MOTORPSYCHO, Little Lucid Moments (Stickman, 2008)

Chiamatelo Ep, se vi pare: la produzione degli scandinavi ne è strapiena e di certo loro non si risentiranno. Ma si consideri che, a dispetto dei suoi soli quattro brani, “Little Lucid Moments” conta un ammontare di sessanta minuti buoni, molto più di quanto possano vantare certi full lenght da dieci anche dodici pezzi cadauno. I quattro nuovi Momenti non sono poi così Piccoli (e neanche così lucidi, se è per questo), e quasi quasi potremmo dire che i Motorpsycho tornino a sfidare le nuove generazioni dei vari post-emo-neoproggher sul loro territorio, quello delle grandi lunghezze: se non fosse che, al contrario di questi ultimi, i tre di Trondheim non amano affatto irretire il proprio ascoltatore in millimetriche maglie di lana caprina; preferiscono di gran lunga corrergli incontro e con la forza dell’ignoranza sonica schiaffeggiarlo al suon di basso di Bent Saether.

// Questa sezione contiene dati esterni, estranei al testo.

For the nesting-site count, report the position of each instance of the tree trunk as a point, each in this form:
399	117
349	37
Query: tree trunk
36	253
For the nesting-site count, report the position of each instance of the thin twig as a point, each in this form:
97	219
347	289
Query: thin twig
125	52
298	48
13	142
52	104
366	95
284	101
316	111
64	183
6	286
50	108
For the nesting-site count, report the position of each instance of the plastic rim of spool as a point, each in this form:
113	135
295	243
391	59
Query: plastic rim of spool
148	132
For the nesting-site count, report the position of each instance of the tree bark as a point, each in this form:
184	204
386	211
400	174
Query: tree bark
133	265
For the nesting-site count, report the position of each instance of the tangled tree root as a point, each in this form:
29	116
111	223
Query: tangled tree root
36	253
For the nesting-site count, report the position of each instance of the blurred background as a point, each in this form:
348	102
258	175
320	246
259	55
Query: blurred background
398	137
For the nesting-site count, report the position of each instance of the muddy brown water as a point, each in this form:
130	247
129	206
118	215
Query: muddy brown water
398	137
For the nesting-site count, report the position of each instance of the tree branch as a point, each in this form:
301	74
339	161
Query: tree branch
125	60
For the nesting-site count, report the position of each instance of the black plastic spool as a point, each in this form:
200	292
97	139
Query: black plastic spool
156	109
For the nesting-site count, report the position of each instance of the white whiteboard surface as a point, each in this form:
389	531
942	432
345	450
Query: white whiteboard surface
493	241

Chiamatela psichedelia, quindi, o anche space rock se vi pare: non sono che due dei tanti generi – Dio solo sa quanti – che il terzetto ha saputo attraversare nel corso degli anni, e anche la stessa forma della suite sembrerebbe confermare questa direzione. Ma anche qui è d’obbligo considerare che – fatte salve alcune pause divaganti quasi fisiologiche e l’introspettiva “Year zero”- a fornire il grosso della creta sonora è piuttosto l’alt. rock nerboruto che già in passato era stato materia prima di capolavori epocali quali “Angels and Daemons at play” o lo stesso “Demon Box”. Consumato il divorzio con il componente storico Gebhardt, ora la formazione è forte di un propulsore ritmico nuovo di zecca, quello del neoassunto Kenneth Kapstad, più giovane degli altri due di quasi un decennio: è lui ad inaugurare in staccata la title-track ed è ancora lui che scandisce le ultime, esauste scudisciate, a conclusione di una poderosa “The Alchemyst” capace di far arrossire anche il più robusto dei Thurston Moore.

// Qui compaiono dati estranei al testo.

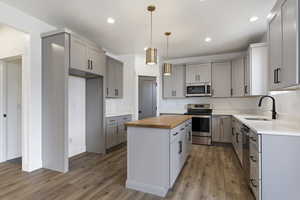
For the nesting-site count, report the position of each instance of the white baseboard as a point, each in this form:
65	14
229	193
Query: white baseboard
146	188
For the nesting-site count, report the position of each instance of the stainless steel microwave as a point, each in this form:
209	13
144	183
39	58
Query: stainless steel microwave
198	90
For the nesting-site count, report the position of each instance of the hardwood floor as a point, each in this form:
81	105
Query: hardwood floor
211	173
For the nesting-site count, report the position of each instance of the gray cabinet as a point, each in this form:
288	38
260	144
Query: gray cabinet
174	85
238	77
114	78
59	60
256	70
283	46
221	129
290	31
221	79
85	57
115	130
198	73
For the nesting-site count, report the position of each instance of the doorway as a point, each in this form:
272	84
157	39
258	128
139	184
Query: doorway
147	97
11	98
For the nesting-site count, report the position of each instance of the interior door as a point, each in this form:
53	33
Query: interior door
13	109
221	79
238	77
147	97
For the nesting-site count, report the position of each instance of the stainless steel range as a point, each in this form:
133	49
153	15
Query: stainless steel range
201	123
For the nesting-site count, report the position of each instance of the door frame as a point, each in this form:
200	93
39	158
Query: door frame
3	107
154	78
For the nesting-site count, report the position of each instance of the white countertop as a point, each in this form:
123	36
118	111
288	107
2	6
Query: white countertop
272	127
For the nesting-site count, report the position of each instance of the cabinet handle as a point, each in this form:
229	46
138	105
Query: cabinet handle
252	183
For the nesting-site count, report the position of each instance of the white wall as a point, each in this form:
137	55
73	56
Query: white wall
287	105
13	43
77	115
31	82
226	105
134	66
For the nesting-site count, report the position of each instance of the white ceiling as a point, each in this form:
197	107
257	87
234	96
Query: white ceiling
190	21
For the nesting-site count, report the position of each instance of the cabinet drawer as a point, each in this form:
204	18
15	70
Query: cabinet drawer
177	131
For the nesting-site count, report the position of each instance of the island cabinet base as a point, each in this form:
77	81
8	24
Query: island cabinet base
152	167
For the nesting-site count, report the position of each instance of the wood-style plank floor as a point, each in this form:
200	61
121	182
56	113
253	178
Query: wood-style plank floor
211	173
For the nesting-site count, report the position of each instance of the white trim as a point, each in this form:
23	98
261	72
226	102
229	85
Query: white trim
151	189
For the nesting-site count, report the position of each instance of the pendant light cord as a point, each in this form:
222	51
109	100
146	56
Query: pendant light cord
151	31
167	47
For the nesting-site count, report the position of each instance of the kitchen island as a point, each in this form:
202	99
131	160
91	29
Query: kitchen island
158	148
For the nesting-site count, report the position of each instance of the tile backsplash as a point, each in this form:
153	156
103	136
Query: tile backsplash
287	105
241	105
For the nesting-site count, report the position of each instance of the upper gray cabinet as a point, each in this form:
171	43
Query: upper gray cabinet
256	70
221	79
114	78
174	85
198	73
283	46
85	57
238	77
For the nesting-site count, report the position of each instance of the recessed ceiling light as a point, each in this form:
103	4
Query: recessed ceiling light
253	19
110	20
207	39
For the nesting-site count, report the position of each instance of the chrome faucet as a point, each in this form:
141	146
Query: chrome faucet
274	114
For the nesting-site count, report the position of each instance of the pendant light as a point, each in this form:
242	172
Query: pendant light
167	67
151	53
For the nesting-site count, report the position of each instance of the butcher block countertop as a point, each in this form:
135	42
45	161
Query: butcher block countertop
164	122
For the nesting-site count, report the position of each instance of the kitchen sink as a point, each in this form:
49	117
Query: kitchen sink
257	119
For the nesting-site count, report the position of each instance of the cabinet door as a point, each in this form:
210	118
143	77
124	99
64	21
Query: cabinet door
78	54
275	50
174	160
97	60
221	79
178	80
247	75
198	73
238	77
204	72
119	79
168	87
114	78
289	74
216	130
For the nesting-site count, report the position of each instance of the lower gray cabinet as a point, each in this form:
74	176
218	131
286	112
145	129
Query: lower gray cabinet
115	130
174	85
222	129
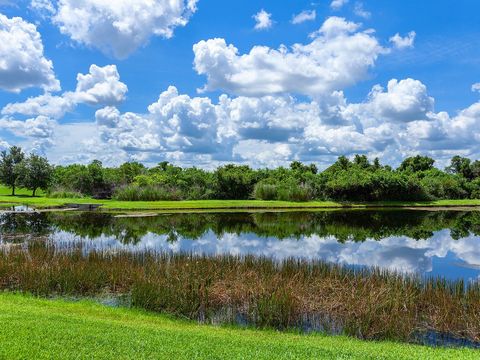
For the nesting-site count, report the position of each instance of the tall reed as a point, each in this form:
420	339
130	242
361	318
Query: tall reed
369	304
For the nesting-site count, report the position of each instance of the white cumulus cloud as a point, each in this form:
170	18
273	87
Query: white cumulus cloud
306	15
338	4
100	87
338	56
22	60
263	20
119	27
404	42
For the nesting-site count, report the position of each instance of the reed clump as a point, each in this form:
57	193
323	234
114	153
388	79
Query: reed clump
369	304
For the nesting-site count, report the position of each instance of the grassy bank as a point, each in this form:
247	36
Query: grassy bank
60	329
291	294
44	202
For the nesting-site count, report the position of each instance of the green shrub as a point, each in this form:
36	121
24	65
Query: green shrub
146	193
264	191
65	194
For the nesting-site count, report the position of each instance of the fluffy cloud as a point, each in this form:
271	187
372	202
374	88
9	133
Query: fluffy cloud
360	11
403	42
338	4
394	121
338	56
39	132
4	145
263	20
39	127
22	61
100	87
404	101
306	15
118	27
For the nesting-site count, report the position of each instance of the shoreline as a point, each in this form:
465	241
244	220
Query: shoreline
43	203
137	333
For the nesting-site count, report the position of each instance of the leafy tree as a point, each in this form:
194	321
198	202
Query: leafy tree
361	161
476	169
299	167
234	182
416	164
462	166
11	167
37	173
129	170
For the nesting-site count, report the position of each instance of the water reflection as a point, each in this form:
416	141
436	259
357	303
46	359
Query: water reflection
442	243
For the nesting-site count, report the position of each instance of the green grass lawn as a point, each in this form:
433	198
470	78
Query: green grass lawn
41	201
59	329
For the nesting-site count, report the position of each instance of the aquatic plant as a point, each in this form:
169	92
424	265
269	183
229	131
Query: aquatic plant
367	303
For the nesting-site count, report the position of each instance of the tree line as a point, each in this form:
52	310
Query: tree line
356	179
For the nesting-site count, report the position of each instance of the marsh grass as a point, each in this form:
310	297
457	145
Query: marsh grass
368	304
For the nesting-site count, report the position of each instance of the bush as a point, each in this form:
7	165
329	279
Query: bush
65	194
264	191
293	192
146	193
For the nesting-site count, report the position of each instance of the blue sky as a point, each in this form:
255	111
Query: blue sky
272	112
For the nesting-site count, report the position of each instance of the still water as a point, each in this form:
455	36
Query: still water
426	243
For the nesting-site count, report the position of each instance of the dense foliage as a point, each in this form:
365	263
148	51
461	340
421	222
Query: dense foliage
356	179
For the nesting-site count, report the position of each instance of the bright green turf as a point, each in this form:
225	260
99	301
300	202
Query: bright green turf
43	202
55	329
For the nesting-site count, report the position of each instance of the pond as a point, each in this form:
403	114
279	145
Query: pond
426	243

Il tempo e la maturazione negli ascolti sapranno dire se la statura di “Little Lucid Moments” potrà anche solo avvicinarsi a quella dei due capolavori che si citavano poco fa, o se invece si tratta di un apprezzabile intervallo per ingannare il tempo, l’incisione di un sadico rodaggio per il nuovo batterista, che peraltro ne uscirebbe a testa alta. Ciò che invece ci è dato capire fin d’ora è che, prima di far suonare così anche i propri “esercizi” muscolari, ai pivelli postemoneoprogheccetera mancano ancora diverse minestre da mandare giù.